Component: File format¶
Description¶
Dataiku DSS can read files in various formats. In case you need to leverage files that are in a format not natively supported by Dataiku DSS, you can develop a file format plugin. When a file format has been developed, it will be available in the “Upload Dataset” screen, in the “Format” tab, as shown in the screenshot below, and everywhere you can configure the file format.
To process dynamic data, for example from an API, consider a dataset plugin instead.
Creation¶
To be able to develop a new file format plugin, go to a development plugin page, click on “+New Component”, then choose “File Format” from the list of components. Choose a name for your component, and click on “Add”.
Note
Once this is done Dataiku DSS opens the code editor, allowing you to develop the python code. If your python code needs a specific library, do not forget to update your plugin code environment, please see Managing dependencies.
Configuration¶
A file format plugin is configurable in the associated JSON file (automatically created by Dataiku DSS),
in the folder python-format/{<file-format-id>}/format.json
. This JSON configuration file comprises different
parts as shown in the code below.
{
// Metadata section.
"meta": {
// Metadata used for display purposes.
},
// Global configuration about the file format plugin.
// See below for more information.
"canRead": true,
"canWrite": true,
// Parameter section
"params": [
// Parameters definition
]
}
Generic configuration¶
For the metadata section, please refer to Metadata section.
For the parameter section, please refer to Parameters
Global configuration¶
For the global configuration, a file format has to define:
/* whether the format can be selectable as a dataset format */
"canBeDatasetFormat": true|false,
/* whether the format can be used to read files. If true, the get_format_extractor() must return an extractor */
"canRead": true|false,
/* whether the format can be used to write files. If true, the get_output_formatter() must return a formatter */
"canWrite": true|false,
/* whether the format can provide the schema without reading the data. If true, the FormatExtractor must implement read_schema() */
"canExtractSchema": true|false,
/* to get additional options in the export dialogs, list them here */
"exportOptions": [
// options for export see below
],
/* A mime type to use when exporting (if not set: the format is assumed to produce binary data) */
"mime": {
/* the mime-type sent to the browser */
"mimeType": "text/plain",
/* DSS creates file names by concatenating a unique identifier and this extension */
"extension": ".txt"
},
Focus on the export options¶
The "exportOptions"
field is the place where you can specify if a dataset can be exported by using this file format.
It is not about exporting a particular dataset, but about providing a new file format exporter, for all datasets.

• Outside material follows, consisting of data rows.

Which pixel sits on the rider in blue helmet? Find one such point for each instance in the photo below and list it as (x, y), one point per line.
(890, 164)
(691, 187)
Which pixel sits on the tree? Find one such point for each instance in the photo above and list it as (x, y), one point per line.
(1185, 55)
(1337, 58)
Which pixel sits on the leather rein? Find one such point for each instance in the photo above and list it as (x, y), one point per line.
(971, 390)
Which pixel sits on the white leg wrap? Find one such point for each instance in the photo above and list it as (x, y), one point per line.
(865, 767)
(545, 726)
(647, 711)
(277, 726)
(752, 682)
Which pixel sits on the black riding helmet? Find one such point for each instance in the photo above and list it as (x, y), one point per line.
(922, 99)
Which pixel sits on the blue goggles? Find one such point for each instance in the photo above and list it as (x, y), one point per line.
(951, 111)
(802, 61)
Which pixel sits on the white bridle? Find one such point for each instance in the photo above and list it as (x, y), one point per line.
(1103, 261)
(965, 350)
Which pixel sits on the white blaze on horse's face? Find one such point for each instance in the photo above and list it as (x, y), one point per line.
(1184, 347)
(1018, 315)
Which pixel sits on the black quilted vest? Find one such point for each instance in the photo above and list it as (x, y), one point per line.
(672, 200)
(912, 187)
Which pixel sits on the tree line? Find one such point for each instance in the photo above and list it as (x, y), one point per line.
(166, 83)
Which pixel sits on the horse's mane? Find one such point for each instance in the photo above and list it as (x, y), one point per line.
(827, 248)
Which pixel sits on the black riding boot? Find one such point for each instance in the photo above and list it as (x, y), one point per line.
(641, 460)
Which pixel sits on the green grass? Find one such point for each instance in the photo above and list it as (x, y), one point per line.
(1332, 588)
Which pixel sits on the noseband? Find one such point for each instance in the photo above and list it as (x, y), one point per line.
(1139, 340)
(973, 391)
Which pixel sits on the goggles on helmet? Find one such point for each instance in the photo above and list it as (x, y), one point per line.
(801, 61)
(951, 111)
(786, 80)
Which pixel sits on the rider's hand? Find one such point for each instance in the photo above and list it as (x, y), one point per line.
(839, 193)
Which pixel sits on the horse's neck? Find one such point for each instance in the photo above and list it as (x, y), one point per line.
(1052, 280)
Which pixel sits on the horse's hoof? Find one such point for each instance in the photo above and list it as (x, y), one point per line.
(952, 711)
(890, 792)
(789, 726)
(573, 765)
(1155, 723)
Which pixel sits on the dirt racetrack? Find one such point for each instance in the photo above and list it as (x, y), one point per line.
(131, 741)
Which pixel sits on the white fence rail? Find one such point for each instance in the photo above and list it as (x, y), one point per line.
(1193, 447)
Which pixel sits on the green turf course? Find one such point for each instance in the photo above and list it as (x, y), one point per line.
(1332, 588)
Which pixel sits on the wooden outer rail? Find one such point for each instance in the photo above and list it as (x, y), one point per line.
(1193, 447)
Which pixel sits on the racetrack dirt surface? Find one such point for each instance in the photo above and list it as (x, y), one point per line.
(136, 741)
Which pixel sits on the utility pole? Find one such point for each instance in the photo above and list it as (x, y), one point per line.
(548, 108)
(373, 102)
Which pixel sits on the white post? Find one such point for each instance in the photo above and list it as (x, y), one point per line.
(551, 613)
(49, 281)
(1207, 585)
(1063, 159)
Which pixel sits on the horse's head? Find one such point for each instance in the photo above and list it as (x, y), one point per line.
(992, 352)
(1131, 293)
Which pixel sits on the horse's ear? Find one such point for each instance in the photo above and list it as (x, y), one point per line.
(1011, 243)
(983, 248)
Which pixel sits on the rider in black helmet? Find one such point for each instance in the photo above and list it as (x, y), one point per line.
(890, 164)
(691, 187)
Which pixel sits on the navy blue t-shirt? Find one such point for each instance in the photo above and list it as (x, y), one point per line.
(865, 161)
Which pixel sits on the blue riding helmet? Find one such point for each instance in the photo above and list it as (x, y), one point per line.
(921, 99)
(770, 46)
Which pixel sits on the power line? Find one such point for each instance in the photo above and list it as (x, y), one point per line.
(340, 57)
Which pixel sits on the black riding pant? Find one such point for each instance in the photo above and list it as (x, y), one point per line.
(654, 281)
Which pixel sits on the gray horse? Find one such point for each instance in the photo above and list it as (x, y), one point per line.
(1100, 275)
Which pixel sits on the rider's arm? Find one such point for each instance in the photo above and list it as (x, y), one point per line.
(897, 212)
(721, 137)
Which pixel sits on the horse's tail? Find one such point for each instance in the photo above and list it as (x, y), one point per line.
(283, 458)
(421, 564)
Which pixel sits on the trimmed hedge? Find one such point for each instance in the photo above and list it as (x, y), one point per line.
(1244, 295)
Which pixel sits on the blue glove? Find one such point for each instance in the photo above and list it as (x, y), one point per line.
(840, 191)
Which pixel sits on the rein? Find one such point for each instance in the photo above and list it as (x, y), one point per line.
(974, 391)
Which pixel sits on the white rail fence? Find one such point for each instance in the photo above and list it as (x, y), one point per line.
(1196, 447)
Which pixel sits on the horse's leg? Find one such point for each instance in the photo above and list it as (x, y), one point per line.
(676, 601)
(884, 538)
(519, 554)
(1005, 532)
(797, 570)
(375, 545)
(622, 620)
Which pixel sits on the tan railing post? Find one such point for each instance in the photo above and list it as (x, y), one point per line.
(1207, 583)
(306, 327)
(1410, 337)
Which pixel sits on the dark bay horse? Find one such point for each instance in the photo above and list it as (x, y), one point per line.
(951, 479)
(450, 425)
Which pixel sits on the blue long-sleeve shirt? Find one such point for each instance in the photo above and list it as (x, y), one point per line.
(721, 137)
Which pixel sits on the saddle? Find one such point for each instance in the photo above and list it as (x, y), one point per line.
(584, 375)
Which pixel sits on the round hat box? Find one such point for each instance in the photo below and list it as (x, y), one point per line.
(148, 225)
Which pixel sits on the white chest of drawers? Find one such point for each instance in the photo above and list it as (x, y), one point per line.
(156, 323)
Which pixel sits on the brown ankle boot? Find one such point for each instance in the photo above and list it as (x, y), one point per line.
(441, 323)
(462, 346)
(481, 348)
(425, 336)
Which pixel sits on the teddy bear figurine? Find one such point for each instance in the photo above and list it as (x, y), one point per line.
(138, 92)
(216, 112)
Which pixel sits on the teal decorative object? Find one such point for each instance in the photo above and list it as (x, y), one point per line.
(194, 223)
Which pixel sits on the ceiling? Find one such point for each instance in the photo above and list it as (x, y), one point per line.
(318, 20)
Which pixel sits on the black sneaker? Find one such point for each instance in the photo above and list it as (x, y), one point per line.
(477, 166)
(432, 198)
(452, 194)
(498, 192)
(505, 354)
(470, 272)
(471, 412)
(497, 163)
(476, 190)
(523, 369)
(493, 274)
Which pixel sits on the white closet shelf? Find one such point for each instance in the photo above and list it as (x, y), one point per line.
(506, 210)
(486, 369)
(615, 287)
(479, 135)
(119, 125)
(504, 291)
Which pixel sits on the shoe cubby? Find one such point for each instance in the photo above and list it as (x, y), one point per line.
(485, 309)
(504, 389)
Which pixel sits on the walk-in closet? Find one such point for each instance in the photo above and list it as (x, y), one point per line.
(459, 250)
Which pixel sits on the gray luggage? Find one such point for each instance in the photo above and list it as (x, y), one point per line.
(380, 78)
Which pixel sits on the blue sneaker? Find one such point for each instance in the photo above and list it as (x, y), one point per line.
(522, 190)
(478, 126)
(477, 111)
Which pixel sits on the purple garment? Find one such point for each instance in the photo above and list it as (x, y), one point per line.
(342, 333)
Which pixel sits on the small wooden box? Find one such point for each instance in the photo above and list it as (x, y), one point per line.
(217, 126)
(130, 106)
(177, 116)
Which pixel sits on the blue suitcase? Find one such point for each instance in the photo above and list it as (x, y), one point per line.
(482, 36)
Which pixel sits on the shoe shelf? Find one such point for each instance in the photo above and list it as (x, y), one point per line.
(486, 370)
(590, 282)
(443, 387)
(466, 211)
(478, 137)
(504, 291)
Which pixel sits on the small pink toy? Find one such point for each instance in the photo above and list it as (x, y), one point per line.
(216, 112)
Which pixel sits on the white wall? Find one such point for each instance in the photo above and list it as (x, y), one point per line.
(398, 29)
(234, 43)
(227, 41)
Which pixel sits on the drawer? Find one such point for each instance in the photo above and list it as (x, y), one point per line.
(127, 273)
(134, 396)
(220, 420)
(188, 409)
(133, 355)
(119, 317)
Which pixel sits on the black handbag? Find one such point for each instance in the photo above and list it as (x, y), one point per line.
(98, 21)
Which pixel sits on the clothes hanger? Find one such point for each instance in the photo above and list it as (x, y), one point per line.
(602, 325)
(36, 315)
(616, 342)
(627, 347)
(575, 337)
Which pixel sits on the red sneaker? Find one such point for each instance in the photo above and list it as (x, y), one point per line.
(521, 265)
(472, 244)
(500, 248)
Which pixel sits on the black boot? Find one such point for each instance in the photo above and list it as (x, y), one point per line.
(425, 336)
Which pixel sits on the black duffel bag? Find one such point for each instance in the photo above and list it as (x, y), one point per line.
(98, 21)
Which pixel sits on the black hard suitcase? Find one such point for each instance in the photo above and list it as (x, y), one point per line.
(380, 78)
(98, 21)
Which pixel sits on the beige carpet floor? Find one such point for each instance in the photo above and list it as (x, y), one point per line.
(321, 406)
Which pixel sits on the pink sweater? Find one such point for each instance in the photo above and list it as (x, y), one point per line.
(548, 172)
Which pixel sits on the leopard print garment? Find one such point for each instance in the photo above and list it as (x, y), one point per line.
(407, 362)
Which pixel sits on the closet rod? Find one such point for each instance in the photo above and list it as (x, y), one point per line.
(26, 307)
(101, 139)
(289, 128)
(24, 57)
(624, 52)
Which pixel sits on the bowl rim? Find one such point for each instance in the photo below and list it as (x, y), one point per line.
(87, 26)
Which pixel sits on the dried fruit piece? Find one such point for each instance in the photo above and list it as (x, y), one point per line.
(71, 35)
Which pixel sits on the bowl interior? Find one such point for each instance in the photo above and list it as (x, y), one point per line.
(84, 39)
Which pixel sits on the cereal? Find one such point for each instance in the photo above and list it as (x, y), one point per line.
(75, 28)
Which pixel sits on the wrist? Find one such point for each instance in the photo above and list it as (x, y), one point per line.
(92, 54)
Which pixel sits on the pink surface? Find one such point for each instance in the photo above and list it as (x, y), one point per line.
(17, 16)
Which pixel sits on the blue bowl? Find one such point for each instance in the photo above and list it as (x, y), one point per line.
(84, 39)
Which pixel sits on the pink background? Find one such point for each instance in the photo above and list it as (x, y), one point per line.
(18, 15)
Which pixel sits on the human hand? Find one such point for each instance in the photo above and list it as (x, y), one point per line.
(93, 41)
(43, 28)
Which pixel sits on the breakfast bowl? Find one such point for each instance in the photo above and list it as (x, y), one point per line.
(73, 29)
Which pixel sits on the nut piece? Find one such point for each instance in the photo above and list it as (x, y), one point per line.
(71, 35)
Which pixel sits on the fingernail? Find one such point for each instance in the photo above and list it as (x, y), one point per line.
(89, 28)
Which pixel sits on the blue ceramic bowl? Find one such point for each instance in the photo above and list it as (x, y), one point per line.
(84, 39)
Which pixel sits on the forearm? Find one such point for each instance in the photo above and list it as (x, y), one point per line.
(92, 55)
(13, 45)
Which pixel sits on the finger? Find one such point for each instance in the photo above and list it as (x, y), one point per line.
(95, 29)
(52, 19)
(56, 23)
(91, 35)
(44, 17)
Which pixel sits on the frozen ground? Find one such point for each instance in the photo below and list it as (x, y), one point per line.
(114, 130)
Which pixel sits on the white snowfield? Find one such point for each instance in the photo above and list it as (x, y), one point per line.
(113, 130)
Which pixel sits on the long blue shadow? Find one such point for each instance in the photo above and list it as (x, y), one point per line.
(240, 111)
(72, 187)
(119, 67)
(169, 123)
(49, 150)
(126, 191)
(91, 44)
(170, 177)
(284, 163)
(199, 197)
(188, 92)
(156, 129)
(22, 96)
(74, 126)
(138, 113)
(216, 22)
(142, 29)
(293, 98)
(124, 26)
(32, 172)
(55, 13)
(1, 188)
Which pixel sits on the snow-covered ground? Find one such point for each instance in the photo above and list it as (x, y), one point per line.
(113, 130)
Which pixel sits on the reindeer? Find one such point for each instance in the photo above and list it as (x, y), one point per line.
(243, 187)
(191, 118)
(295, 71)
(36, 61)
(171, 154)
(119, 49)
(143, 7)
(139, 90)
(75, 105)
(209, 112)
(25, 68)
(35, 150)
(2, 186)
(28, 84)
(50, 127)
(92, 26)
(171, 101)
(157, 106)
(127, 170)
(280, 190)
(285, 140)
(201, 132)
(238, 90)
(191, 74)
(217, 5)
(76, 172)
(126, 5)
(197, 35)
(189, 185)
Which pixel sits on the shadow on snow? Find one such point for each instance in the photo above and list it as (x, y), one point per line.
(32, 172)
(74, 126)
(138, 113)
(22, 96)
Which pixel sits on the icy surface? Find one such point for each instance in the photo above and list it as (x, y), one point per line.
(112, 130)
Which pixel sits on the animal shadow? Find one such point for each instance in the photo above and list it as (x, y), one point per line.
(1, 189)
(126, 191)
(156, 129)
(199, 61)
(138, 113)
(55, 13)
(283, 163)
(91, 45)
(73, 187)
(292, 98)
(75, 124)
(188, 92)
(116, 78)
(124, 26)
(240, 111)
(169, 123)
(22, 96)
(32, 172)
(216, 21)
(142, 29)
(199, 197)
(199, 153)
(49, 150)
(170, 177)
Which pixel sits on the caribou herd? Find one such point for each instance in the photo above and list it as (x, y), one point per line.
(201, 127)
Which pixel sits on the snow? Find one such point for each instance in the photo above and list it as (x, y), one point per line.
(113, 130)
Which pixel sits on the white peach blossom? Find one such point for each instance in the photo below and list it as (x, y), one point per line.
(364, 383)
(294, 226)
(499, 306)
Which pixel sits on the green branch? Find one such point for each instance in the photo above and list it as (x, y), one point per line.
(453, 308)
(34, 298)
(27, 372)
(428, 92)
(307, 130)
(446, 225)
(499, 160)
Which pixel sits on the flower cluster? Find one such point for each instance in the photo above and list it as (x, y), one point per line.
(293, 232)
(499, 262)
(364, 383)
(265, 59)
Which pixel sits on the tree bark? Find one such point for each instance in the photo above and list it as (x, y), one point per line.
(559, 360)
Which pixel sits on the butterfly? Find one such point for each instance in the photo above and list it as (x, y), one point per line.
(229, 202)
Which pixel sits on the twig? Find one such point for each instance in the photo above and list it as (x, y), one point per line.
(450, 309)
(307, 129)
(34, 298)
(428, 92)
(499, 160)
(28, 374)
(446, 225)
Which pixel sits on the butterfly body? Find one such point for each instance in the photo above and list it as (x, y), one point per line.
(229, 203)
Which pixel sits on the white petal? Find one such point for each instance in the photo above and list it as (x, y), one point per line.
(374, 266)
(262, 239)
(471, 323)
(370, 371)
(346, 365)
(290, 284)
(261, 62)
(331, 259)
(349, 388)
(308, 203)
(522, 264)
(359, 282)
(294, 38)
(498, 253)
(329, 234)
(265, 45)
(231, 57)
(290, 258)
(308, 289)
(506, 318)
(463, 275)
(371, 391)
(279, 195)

This obviously requires setting "canWrite": true
. Each object in this array will produce a new format available for
download. A generic definition of an exportOptions
object is:
{
/* Unique identifier for this option */
"id": "option1",
/* the label you want to see in the format section of the export */
"label": "Raw text (*.txt)",
"predefinedConfig": {
/* Default values of the parameter (if needed), will overwrite the defaultValue from the parameter */
"param_id": "value of the param id"
},
"compression": "None"
}
If the param_id
refers to an existing parameter name, then it will be editable in the “Advanced parameters” of the
export window, as shown below. As this export will be available for all existing datasets, the export functions should
be very generic.
Complete example¶
/* This file is the descriptor for the Custom python format ICS */
{
"meta": {
"label": "ICS Format",
"description": "Import Ical File into Dataiku DSS",
"icon": "icon-calendar"
},
"canBeDatasetFormat": true,
"canRead": true,
"canWrite": false,
"canExtractSchema": true
"mime": {
"mimeType": "text/plain",
"extension": ".ics"
},
"exportOptions": [
{
"id": "option1",
"label": "ICal export (*.ics)",
"predefinedConfig": {
"prodid": "-//Dataiku//Dataiku//EN"
},
"compression": "None"
}
],
"params": [
{
"name": "prodid",
"type": "STRING",
"description": "This property specifies the identifier for the product that created the iCalendar object.",
"label": "PRODID"
}
]
}